Call it next decade, December 31, 2019, when someone saving a lifetime’s earnings at the average wage will be enough to afford an orbital spaceflight. That amount of money will probably be up to $1.5 million by then, or $3 million if you are working two jobs like Charles Farmer did in the movie.
Cooperative space program
Now for the first time, anyone can be like Charles Farmer and invest a little time, and in return earn a small opportunity to get into orbit. You don’t need to dedicate your life or a big chunk of riches to directly seek space flight. Instead of spending millions of dollars of time to earn a spaceflight, spend a few minutes at a time and earn an opportunity to win a multi-million dollar spaceflight worth a few dollars.

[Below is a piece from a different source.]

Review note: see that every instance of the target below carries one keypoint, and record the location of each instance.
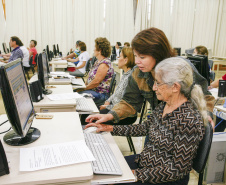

FreeSpaceShot.com has a tournament to win an orbital spaceflight on the Kistler K-1 with billions of entries. Playing takes a couple of minutes and builds a few cents of advertising revenue toward a spaceflight. Less than one thousand people playing at night for forty years could together produce a winner of one seat at today’s $20 million Soyuz flight price tag (plus tax). We already have 2,000 players and rising and spaceflight prices are falling. I expect the players will not have to wait as long to see an orbital flight winner as the twenty years Barbara Morgan has been waiting for her government flight.
In a generation as spaceflight prices go down and income goes up, we might see an orbital flight raffled for a fund raiser the way that trips to Hawaii were raffled a generation ago: tens of thousand tickets at $100 each, with the bulk of the money going to the sponsoring organization.
Thus, we return to the club roots of space programs after a seventy-year long hiatus. This time, the prize is a trip to orbit or beyond. Strive to be an astronaut like Charles Farmer whenever you want.